In den folgenden eineinhalb Stunden jagt Laschinsky mich durch seinen Parcours der Schmerzen. Wir werfen uns Medizinbälle zu und Boxen auf den Sandsack, den er in den Türrahmen gehängt hat. „Man braucht ja auch einen starken Oberkörper“, sagt er. Er scheucht mich auf Maschinen, mit denen man sein eigenes Körpergewicht nach oben stemmt und leg mich auf die Hantelbank. Um mich nicht nur zu quälen, sondern auch zu demütigen, absolviert er mit seinem 76 Jahren jede Übung auch selbst. Man muss den Athleten erst brechen, bevor man ihn formen kann.

 

Nach der dritten und letzten Viertelstunde auf dem Ergometer fällt mein Blick auf ein Bild des jungen Arnold Schwarzenegger.

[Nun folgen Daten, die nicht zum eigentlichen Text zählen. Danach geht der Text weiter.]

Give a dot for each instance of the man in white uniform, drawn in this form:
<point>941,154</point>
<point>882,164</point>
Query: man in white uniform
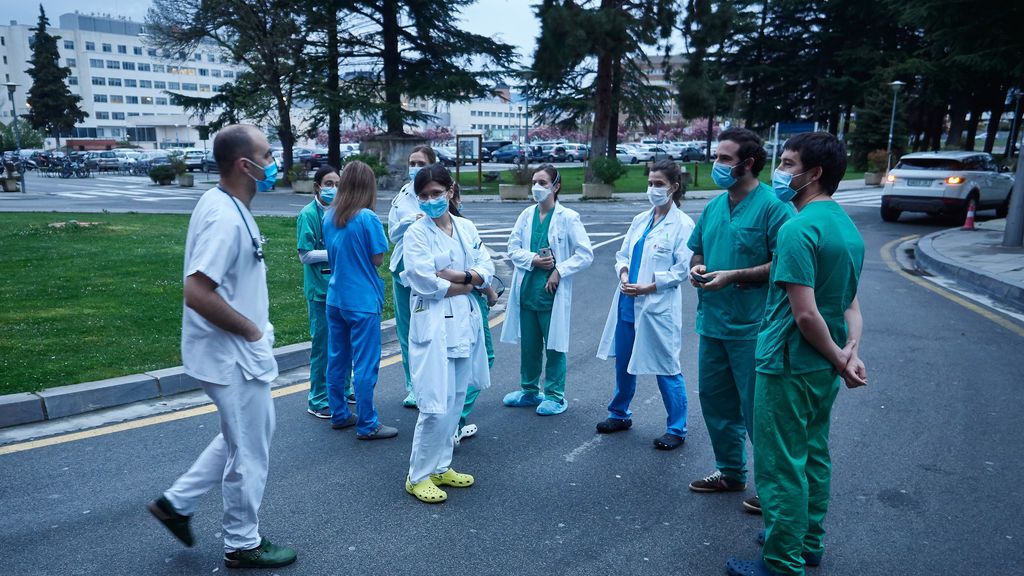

„Der hat früher nicht weit weg von hier trainiert“ sagt Laschinsky, der noch Bubi Scholz in der Waldbühne boxen gesehen hat. Von Schwarzenegger habe ich mal gelesen, dass er sich beim Trainieren mit einem Satz von Abraham Lincoln motiviert hat         “Schmerz ist Schwäche, die den Körper verlässt.“ Das ist wahrscheinlich der Grund, warum ich mich zum Ende des Trainings so einsam fühle.

 

Anschließend sitzen wir im Wohnzimmer ein Stockwerk tiefer. Im Fernsehen läuft gerade die Übertragung der Tour de France. Laschinsky drückt mir einen Aufnahmeantrag für die „Idunen“ in die Hand.„Wenn du wiederkommst, machen wir weiter. Aus dir können wir was machen.“ Große Hoffnung hat er aber offenbar nicht. „Von zehn bleibt höchstens einer.“

 

Ich kann ihm für den Moment nicht versprechen, dass nicht auch ich ihn enttäuschen werde. Ich weiß ja noch nicht einmal, ob ich es lebend die vier Etagen nach unten schaffe. Als ich mich Stufe um Stufe zum Ausgang schleppe, bellt aus der Wohnung im zweiten Stock ein Hund. Durchs Fenster sehe ich die im Innenhof spielenden Kinder. Diese Idylle ist nichts als ein einziger, großer Schwindel.

 

# Diese kleine Geschichte über Florian Laschinsky entstammt dem Roman „ICH LENKE ALSO BIN ICH – Bekenntnisse eines überzeugten Radfahrers“ von Kai Schächtele erschienen 2012. Kai war eine Zeit lang Mitglied unseres R.V. IDUNA.